For those of you who’ve been reading my yarns regularly, you’d have noticed that I’m all over the place. What started off as ‘A Planters Tales’ has now reached a stage where I am having to dig deep into my memory to share what, in my personal view, despite having nothing to do with Tea, is an interesting anecdote. This particular one going way beyond just digging deep, feels more like my having used an excavator to burrow my way almost to the center of the earth, my memory having taken me back to my childhood days. A happy period before my dad handed in his dinner pail.
Besides the fact that this contraption had still not acquired the status of a ‘must have’ in every household, we were living in Simla where no one had ever heard of, or for that matter, had even dreamt of possessing a refrigerator. Regardless of which, come summer and we’d have the pleasure of home-made ice cream.
The process would start with the snow (not ice) which when required, would be delivered to our house in buckets or large tin cannisters. In the forest behind our house in a heavily wooded copse where the sunlight could not penetrate through the thick foliage, the local Paharia’s (native hill folk) had dug two very deep wells. During the winter months when we’d get as much as 8’ of it, the snow accumulated in the vicinity of those wells would be shoveled into those wells, to be forgotten about through springtime. Come summer and whenever required, the Paharia’s would deliver that to the house in buckets, charging a small pittance for each load.
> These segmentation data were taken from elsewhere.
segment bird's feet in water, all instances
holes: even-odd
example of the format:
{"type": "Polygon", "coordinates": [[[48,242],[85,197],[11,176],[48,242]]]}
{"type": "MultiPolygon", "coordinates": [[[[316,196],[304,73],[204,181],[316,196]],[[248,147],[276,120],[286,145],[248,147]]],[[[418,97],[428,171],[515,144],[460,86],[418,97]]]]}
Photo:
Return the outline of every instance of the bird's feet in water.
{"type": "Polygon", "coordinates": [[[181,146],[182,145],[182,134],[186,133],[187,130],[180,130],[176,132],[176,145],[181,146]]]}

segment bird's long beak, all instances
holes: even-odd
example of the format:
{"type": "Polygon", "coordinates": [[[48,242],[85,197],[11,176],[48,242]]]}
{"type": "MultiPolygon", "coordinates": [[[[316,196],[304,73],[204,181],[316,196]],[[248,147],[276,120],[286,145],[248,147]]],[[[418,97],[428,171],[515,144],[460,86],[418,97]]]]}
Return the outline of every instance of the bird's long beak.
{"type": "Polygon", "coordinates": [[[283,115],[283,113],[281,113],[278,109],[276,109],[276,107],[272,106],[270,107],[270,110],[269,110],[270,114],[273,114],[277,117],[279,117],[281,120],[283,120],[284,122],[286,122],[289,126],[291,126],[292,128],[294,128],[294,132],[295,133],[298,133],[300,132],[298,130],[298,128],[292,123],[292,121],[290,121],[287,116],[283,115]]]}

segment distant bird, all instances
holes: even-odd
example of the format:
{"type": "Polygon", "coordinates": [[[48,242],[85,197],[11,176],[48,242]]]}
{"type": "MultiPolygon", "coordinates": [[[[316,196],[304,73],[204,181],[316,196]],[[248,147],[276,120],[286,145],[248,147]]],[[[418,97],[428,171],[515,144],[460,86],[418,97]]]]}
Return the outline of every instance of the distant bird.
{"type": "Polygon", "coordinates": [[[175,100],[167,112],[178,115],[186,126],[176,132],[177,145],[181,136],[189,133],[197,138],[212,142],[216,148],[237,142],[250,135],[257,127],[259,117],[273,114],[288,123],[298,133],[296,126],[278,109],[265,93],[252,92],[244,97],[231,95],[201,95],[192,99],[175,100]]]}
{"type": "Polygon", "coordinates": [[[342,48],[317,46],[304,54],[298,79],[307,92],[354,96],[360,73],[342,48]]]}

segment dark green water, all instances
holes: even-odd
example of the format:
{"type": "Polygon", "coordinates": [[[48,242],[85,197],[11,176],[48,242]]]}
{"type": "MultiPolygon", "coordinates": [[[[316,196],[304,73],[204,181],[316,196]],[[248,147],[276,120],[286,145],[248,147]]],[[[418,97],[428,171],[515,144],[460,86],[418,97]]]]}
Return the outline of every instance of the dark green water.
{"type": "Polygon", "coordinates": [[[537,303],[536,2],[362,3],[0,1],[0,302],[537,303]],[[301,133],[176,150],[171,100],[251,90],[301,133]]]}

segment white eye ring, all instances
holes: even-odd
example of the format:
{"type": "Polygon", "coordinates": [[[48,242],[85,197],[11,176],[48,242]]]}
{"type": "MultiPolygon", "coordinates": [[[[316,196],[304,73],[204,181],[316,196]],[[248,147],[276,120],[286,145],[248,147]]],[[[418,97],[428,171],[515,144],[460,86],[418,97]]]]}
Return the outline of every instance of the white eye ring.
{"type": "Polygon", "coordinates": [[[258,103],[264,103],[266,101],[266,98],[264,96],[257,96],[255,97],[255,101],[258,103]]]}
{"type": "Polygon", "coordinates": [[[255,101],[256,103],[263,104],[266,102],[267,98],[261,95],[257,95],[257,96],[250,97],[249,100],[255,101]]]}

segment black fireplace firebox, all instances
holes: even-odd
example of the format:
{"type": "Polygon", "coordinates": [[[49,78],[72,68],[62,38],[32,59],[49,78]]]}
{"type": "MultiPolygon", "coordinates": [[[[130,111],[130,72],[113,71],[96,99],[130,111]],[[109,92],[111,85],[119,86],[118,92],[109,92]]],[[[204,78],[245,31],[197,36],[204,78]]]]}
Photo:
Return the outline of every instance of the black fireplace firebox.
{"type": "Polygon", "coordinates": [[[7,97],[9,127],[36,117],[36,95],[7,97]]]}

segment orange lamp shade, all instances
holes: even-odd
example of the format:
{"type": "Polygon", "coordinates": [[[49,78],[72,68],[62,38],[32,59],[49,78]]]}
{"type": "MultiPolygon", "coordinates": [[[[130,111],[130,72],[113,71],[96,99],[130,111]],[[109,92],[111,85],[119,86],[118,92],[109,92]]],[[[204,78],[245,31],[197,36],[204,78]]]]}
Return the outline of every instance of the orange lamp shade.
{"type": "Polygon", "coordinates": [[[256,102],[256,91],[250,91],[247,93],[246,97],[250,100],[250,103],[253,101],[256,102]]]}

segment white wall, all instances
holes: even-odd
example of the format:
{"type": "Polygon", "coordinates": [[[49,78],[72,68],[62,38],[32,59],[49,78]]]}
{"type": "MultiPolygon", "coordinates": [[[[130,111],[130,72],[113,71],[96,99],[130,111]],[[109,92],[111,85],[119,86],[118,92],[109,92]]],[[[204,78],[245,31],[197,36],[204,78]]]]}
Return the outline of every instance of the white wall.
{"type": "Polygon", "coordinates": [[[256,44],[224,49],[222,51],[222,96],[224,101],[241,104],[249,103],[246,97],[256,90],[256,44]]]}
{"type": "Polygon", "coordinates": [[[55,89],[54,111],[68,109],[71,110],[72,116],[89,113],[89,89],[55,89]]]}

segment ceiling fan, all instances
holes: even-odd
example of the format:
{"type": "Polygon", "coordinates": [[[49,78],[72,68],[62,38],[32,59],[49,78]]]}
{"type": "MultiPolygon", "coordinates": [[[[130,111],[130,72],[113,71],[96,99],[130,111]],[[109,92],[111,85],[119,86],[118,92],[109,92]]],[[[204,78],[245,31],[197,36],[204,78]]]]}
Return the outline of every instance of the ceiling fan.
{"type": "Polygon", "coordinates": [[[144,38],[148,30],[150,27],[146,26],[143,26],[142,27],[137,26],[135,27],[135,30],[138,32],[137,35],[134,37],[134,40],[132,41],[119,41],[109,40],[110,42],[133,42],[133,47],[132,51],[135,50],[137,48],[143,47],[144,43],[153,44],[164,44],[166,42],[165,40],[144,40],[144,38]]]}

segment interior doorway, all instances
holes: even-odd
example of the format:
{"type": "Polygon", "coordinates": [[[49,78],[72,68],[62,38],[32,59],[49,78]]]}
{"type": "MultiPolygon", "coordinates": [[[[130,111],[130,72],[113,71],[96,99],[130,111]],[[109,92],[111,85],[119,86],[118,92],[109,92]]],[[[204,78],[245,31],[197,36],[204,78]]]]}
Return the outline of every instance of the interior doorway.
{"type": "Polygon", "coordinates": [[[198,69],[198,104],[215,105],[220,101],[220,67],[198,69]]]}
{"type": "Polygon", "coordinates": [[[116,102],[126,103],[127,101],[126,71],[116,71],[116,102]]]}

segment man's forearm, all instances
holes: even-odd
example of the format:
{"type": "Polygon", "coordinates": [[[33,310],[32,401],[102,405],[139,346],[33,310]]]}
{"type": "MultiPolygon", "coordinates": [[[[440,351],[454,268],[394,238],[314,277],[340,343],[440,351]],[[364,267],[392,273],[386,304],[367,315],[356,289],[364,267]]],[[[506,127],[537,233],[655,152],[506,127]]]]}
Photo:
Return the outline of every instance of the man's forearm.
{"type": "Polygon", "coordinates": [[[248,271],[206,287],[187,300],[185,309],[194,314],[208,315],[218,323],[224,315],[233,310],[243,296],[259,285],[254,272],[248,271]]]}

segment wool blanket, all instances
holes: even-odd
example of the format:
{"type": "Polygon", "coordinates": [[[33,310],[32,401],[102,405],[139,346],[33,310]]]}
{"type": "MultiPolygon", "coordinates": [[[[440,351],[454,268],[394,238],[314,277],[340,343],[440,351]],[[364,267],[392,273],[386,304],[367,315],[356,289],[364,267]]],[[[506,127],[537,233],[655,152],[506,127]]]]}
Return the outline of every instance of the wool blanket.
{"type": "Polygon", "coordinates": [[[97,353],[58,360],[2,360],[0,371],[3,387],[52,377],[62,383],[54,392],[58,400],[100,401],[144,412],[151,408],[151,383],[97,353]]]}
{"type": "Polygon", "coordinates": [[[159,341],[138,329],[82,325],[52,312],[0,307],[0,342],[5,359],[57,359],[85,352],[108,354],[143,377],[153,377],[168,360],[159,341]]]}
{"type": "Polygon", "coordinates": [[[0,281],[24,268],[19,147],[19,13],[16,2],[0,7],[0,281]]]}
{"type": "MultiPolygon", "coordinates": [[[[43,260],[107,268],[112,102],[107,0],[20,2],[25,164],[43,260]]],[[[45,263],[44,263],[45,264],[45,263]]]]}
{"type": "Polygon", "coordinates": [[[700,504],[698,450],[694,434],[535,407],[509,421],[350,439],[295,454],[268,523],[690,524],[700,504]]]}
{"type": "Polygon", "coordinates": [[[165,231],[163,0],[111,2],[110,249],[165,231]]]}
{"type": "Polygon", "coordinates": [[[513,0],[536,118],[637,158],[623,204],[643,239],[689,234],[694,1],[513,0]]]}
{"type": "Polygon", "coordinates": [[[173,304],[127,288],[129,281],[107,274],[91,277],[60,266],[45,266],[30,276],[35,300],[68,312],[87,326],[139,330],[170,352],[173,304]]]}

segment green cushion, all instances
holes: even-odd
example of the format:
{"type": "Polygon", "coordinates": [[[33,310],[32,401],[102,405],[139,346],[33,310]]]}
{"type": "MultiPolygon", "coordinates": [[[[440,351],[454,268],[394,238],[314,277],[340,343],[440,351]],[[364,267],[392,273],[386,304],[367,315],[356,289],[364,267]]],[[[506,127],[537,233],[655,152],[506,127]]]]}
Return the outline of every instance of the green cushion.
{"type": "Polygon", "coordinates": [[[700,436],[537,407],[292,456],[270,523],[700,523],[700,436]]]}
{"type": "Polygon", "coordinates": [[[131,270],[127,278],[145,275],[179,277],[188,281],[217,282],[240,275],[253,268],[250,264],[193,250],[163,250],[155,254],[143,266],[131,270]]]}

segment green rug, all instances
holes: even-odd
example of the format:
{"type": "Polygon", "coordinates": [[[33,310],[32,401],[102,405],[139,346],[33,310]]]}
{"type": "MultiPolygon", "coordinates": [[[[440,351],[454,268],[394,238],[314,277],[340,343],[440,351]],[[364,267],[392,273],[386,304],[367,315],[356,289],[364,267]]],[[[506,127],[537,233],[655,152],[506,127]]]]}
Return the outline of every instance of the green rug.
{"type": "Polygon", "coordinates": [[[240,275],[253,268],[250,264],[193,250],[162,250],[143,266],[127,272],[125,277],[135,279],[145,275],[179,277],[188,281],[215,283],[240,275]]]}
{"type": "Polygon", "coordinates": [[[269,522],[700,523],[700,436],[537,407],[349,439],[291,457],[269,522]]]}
The delivered snow, mixed with rock salt, would be packed tight in the wooden bucket around a lidded steel cannister in the center of which was a rigid steel rod which ended in a thingamajig which resembled a ‘propeller’ type cluster of fins at the bottom end. The top of that rod, via a gear/sprocket assembly was fitted with a handle, the turning of which would rotate the ‘propeller’ fabrication.
Into the cannister would go milk and sugar supplemented with more than a few handfuls of a blend of almonds, pistachios and raisins. As the summer peaked, which was when the fruit would be transported up to Simla from the plains, the dry fruit would be substituted with fresh mango. How my younger sister and I loved that season, being allowed the pleasure of messing ourselves up, licking the gutli (the seed) clean after the pulp had been squeezed out of the jacket, leaving us walking around with our faces smeared with traces of Mango pulp.
Once all the ingredients were in and the lid locked into place, we were given first go at turning the handle for the propeller to start the churn. Within a short time, as the concoction inside the canister thickened, with stronger arms being required to turn the handle, the elders would take over, taking turns to keep the propeller rotating. With the lid being lifted off every couple of minutes to check on the magical transformation the churning was doing inside the cannister, it would take almost an hour before it became almost impossible to rotate the handle any further.
The ice cream having been scooped out, the almost empty canister was handed over to my sister and me. Both of us taking turns to clamp the cold cannister between our legs, our arms disappearing into the cannister almost to our elbows to get to the bottom of the cannister to scrape out whatever had been left in there. By the time we were done digging and licking, leaving our faces smeared with cream and bits of fruits, the cannister would be sparkling clean, a lot cleaner than any dog would have left it.
If one could taste heaven, that was it!